Selon le responsable des collections au Centre de la Biodiversité du Québec à Bécancour, Pierre Bergeron, une migration importante se déroule cet été dans un corridor délimité entre les villes de Gatineau et de Victoriaville. «On a connu un début de saison très chaud, c’est ce qui a fait en sorte que plus de larves ont éclos et qu’il y a donc plus de papillons que d’habitude», explique-t-il. Toutefois, même après recherches, il n’est pas en mesure de démystifier le phénomène. «Je n’ai jamais vu ça auparavant, s’étonne-t-il. C’est une première.»

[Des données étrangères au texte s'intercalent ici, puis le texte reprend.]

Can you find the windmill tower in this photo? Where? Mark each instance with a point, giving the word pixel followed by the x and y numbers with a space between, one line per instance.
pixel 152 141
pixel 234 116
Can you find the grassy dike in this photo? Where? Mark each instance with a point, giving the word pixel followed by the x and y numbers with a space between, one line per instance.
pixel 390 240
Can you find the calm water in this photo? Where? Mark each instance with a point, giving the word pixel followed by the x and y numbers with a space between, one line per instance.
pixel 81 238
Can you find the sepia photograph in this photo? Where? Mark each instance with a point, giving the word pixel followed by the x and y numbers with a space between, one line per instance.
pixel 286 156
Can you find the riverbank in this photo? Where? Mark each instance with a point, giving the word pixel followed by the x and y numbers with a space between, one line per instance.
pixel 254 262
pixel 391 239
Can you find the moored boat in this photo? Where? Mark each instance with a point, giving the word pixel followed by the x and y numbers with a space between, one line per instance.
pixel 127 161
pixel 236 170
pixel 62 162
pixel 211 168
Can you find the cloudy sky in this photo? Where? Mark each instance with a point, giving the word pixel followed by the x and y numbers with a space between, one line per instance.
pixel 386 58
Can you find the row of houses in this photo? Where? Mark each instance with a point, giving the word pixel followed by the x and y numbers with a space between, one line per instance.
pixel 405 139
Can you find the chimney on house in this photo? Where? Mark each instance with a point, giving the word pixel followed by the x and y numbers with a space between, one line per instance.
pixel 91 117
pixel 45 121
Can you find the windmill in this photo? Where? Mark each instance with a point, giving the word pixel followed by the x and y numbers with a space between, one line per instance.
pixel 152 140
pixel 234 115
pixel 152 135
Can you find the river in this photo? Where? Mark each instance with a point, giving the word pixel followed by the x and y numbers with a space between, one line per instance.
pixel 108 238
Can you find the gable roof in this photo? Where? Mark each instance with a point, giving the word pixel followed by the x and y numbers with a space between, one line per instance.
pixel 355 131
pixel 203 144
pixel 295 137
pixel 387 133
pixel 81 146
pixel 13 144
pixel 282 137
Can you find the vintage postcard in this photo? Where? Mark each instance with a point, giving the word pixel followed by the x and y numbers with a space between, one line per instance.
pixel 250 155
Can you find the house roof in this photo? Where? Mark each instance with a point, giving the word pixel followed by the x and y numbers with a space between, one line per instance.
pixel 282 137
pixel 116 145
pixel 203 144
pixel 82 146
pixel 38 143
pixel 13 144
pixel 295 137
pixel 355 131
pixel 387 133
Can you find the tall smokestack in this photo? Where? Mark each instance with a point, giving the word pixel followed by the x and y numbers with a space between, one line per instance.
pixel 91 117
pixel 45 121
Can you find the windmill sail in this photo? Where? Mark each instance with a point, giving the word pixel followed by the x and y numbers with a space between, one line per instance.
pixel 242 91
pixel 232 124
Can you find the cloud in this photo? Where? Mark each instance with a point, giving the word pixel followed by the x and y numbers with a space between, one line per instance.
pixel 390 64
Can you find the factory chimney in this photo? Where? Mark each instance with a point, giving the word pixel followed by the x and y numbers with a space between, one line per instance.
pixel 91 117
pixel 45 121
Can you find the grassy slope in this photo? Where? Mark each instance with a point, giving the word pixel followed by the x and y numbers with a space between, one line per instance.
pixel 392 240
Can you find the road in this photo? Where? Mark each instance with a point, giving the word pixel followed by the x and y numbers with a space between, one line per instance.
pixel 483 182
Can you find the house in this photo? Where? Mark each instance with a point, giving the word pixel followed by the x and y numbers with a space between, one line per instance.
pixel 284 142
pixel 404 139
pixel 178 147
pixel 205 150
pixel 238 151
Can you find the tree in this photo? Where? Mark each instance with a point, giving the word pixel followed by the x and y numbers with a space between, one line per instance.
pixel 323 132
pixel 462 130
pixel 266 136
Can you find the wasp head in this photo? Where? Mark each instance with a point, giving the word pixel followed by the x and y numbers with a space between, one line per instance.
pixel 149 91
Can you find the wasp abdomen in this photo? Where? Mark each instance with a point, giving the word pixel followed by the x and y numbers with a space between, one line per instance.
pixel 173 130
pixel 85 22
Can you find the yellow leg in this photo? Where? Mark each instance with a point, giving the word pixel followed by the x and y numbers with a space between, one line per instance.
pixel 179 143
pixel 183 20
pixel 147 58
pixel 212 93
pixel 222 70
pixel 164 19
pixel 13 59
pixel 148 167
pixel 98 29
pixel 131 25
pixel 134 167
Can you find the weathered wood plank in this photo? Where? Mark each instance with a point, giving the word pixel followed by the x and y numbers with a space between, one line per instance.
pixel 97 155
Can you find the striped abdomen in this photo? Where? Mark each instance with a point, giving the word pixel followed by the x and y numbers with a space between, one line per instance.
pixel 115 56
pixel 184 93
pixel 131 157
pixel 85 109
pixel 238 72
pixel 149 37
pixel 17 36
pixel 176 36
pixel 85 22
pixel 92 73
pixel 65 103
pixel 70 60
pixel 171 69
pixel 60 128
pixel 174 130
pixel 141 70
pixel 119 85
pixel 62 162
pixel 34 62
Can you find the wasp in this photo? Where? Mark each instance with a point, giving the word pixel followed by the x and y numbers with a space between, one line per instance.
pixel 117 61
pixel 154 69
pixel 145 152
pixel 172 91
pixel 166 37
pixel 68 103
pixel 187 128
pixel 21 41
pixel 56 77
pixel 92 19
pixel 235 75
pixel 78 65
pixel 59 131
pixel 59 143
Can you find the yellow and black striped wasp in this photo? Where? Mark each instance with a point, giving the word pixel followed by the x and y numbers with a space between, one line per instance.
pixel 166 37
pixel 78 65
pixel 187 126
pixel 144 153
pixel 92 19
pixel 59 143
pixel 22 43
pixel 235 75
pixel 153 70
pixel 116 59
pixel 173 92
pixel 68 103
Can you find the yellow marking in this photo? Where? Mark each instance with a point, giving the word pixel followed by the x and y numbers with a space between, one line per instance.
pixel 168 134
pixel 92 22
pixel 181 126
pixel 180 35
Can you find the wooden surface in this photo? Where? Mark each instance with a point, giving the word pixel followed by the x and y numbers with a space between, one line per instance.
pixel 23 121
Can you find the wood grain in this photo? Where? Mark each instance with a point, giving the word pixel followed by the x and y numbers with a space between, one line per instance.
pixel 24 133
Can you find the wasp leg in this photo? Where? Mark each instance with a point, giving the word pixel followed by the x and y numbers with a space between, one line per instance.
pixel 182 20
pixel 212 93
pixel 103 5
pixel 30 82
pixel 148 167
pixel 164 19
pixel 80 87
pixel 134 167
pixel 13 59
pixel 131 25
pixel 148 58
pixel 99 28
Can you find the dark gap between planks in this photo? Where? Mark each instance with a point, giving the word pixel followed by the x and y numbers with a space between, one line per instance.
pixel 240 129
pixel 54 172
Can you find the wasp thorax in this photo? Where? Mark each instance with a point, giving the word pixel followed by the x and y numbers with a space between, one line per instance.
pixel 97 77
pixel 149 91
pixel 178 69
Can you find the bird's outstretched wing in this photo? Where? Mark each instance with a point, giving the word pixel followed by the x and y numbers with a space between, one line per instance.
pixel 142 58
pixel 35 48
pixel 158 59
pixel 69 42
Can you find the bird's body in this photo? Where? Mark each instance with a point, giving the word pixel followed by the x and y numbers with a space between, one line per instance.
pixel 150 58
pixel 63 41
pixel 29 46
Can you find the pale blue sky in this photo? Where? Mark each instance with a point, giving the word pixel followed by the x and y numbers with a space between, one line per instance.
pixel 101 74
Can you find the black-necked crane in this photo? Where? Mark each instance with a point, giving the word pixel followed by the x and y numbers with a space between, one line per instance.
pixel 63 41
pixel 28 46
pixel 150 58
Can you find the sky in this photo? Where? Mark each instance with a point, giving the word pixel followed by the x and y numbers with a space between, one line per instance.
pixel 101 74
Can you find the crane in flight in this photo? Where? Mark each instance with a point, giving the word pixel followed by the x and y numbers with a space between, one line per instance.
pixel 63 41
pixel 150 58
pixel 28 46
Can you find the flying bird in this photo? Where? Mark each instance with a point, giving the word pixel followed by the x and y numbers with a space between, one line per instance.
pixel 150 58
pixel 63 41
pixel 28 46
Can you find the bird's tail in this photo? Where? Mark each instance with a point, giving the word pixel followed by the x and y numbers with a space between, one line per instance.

Fins observateurs et amoureux de la nature, ne vous méprenez pas. Ce que vous voyez en masse, bien qu’ils soient de couleur orange, ne sont pas tous des monarques. L’espèce qui domine, en cette saison estivale, est le papillon Belle-Dame. À première vue, les deux insectes semblent identiques, mais c’est en prêtant attention que l’on s’aperçoit que le papillon monarque est beaucoup plus gros que son confrère. La taille du premier peut atteindre huit à dix centimètres, alors que la Belle-Dame ne fait que cinq centimètres. Agriculteurs, rassurez-vous. La présence en grand nombre de la Belle-Dame n’affectera en rien vos récoltes, car la chenille de ce papillon ne mange que des feuilles de la plante de chardon.
À la recherche de chenillesMarguerite Nourry est de ceux qui ont une réelle admiration pour la nature. Il y a environ 12 ans, elle a commencé à s’intéresser aux papillons. De fil en aiguille, son amour pour cet insecte est devenu une passion. Du temps qu’elle enseignait en cinquième année à l’école Curé-Brassard de Nicolet, elle aimait faire découvrir à ses élèves ce petit animal souvent méprisé. Et quoi de mieux pour apprendre que d’observer. Quelques jours avant le début des classes, Mme Nourry partait à la recherche de chenilles. Une fois la cueillette terminée, elle les déposait dans un contenant transparent et les amenait à son travail. «T’imagines la joie des enfants quand ils voyaient apparaître un papillon, raconte-t-elle le sourire aux lèvres. C’était intéressant pour eux parce qu’ils pouvaient voir toutes les étapes du processus, de la chenille au papillon. Après ça, les jeunes se mettaient à chercher des chenilles partout.» Même à la retraite, Marguerite Nourry ne cesse de transmettre ses connaissances et sa passion pour cet insecte. Elle en a même fait une affaire de famille. Ses petits enfants, Philippe et Laurie, sont maintenant passés maîtres dans l’art de trouver des chenilles. À la maison, ils ont une collection impressionnante. «J’ai environ 65 chenilles de papillon monarque et 40 chenilles de papillons du céleri», énumère le jeune garçon de 12 ans. Lui et sa petite sœur de 11 ans sont aux petits oignons avec leurs animaux. Avec leur père, ils leur ont construit une petite maison à l’extérieur. Parmi leurs responsabilités, ils veillent à ce que les chenilles ne manquent jamais de nourriture. «Une chenille mange à peu près 4 feuilles par jour», explique Philippe. À la fin de l’été, quand tous les papillons se seront envolés vers le Mexique, Laurie et Philippe auront accompli leur mission et c’est avec impatience qu’ils attendront la venue de la prochaine saison estivale… tout comme leur grand-mère!